One approach I’ve been playing around with is setting up the “personality” of the programmatic requests to reflect an “AI” GitHub developer account. This can be achieved by creating an account and a personal access token. When editing the code base, this AI developer can create a new branch, edit the files, then submit a pull request. As well as in-project controls (discussed below), we can also use GitHub Actions to prevent merges until the code is stable.
Coding Tools
While LLMs are often great at generation, I’ve found them to be patchy at critical analysis of existing code. However, given a bit of code and a specific issue, they can normally iterate a working fix over 1-5 attempts.
Saying that, my own coding approach normally also goes:
- While coding – IDE warnings catch a fair amount of typos and type clashes.
- First attempt – doesn’t work, tests don’t run.

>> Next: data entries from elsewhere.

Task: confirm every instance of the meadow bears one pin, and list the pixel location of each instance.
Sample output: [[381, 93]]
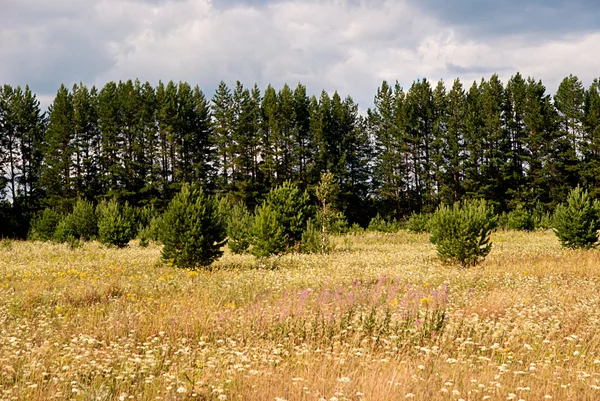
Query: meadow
[[380, 318]]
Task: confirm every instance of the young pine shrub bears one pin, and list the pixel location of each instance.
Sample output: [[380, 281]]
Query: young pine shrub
[[268, 237], [418, 222], [576, 224], [379, 224], [116, 223], [461, 232], [292, 210], [520, 219], [149, 231], [192, 229], [43, 226], [542, 219], [314, 240], [80, 224], [239, 228]]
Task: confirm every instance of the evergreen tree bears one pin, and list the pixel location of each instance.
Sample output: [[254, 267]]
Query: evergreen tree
[[192, 229], [385, 123], [86, 142], [590, 171], [513, 170], [56, 175], [292, 210]]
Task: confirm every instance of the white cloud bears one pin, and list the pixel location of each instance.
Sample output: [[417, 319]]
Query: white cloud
[[344, 45]]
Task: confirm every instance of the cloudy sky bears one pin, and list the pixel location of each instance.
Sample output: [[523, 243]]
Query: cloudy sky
[[344, 45]]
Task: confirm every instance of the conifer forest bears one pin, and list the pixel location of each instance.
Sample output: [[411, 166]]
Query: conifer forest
[[513, 144]]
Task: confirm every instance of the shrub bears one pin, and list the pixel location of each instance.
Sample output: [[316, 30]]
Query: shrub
[[44, 225], [380, 224], [314, 240], [291, 209], [84, 220], [418, 222], [82, 223], [239, 227], [542, 219], [461, 232], [65, 230], [192, 229], [268, 237], [576, 224], [148, 232], [520, 219], [116, 223]]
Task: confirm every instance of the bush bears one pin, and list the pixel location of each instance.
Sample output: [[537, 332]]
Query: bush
[[520, 219], [461, 233], [292, 210], [148, 232], [418, 222], [44, 225], [192, 229], [380, 224], [268, 237], [576, 224], [239, 228], [65, 230], [542, 219], [314, 240], [116, 223], [84, 220], [82, 223]]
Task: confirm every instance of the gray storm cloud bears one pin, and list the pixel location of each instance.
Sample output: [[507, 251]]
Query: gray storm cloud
[[349, 46]]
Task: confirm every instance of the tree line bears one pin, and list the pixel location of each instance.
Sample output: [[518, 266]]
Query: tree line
[[512, 144]]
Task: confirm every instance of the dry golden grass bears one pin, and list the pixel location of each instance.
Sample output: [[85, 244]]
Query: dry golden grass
[[379, 319]]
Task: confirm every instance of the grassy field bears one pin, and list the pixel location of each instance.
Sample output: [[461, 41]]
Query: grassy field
[[378, 319]]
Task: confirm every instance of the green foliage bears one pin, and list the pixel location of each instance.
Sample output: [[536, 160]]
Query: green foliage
[[116, 223], [148, 221], [418, 222], [461, 233], [355, 229], [314, 240], [542, 219], [149, 232], [380, 224], [576, 224], [292, 210], [520, 219], [268, 237], [239, 228], [82, 223], [84, 220], [192, 229], [44, 225]]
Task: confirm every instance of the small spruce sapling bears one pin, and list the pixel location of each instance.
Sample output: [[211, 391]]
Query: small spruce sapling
[[461, 232], [192, 229]]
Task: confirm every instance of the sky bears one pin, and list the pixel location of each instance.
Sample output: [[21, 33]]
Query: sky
[[346, 45]]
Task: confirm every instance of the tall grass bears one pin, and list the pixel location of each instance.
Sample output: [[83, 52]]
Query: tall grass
[[378, 319]]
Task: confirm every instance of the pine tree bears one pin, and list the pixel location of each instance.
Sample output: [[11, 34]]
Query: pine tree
[[87, 142], [590, 172], [192, 229], [223, 115], [385, 123], [453, 154], [292, 210], [513, 170], [56, 177]]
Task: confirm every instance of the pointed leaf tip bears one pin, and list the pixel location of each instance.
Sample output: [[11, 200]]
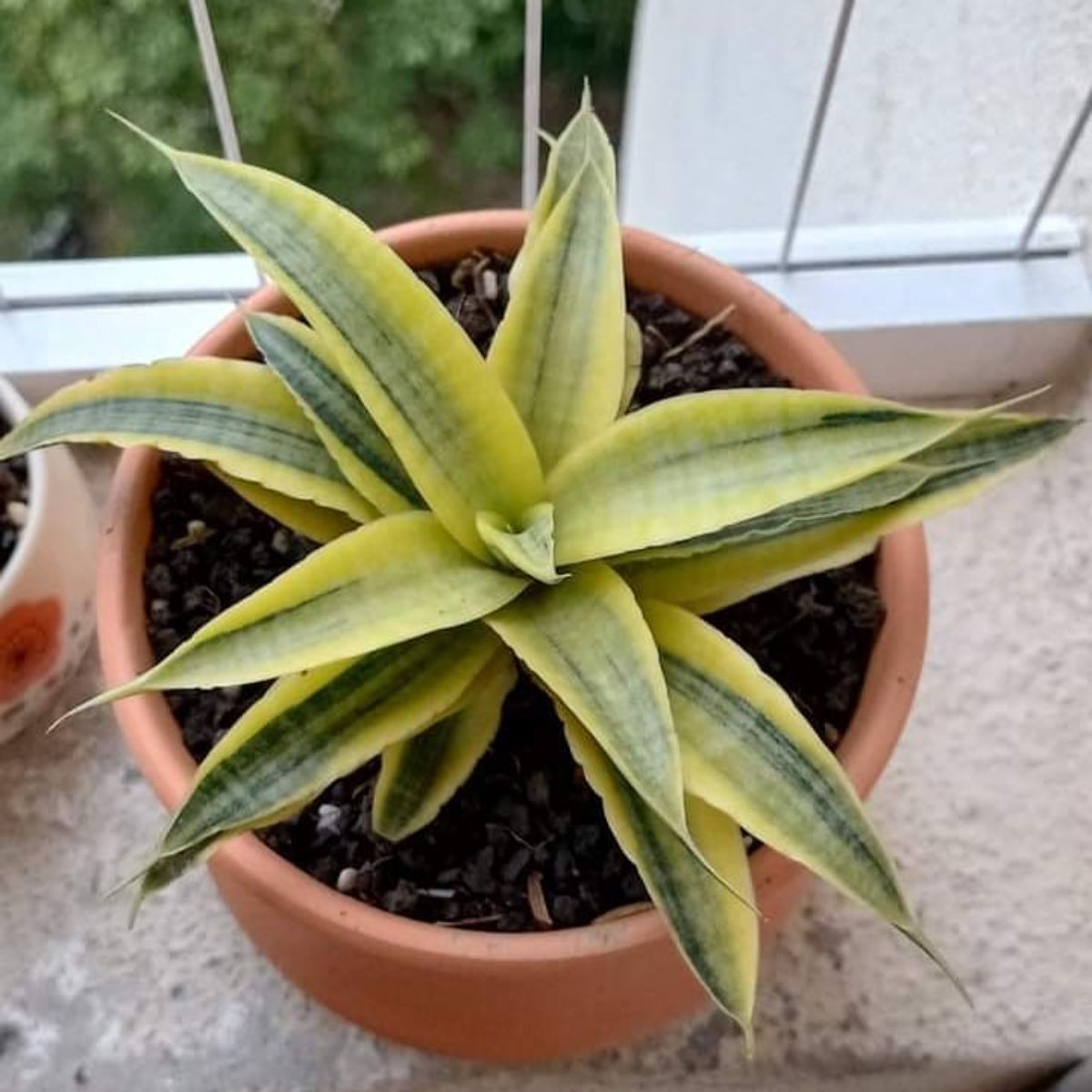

- Second attempt – fix bug in first attempt, tests run but fail.
- Third attempt – fix another bug, single test passes but I miss an edge case.
- Fourth attempt – add an edge case, single test passes, other project tests fail.
- Fifth attempt – fix code, single test passes and project tests pass. Deploy.
- Sixth attempt – someone catches a bug during deployment. Build a hotfix to fix. Go-to 0.
Luckily in the Python ecosystem there are a number of tools both humans and machines can use to get feedback and to automate common tasks. These tools include:
- iSort – sorts Python imports.
- Black – automatically formats code.
- Flake8 – lints – looks for easy syntax errors and style issues.
- Pylint – another linter but more indepth than Flake8.
- Bandit – looks for security issues in your code.
- Pytest – a better test runner than unittest.
- Coverage – this indicates which lines of your code are not covered by your tests.
- PydocStyle – now depreciated but checks docstrings.
- Ruff – this looks to be a drop-in fast replacement for some of the above written in Rust.
- Profiler – this looks at the speed of code.
- Sphinx – this generates documentation for the code from docstrings.
- Pre-Commit – automate checks using one or more of the tools above to run before every commit.
Now we can arrange for most of these tools to be run via either subprocess or to output to a file. The self-coding system then has programmatic access to the output, which it can use as automated feedback. Also certain tools like iSort, Black and Ruff offer automated code fixes and optimisations that can be run after LLM code generation.
Problems to Solve
Differentiated Agent Structure
In the code base I’m working towards this while trying to avoid too much effort in coding it up (as I want the code to develop itself).
However, I am wondering whether I look at different agent “personalities” (i.e., a set of custom prompts and methods) for each of the following:
- Code generation (for a described task / issue).
- Test generation.
- Debugging – modifying existing code based on feedback (which may come from a human via a GitHub comment or from an automated tool).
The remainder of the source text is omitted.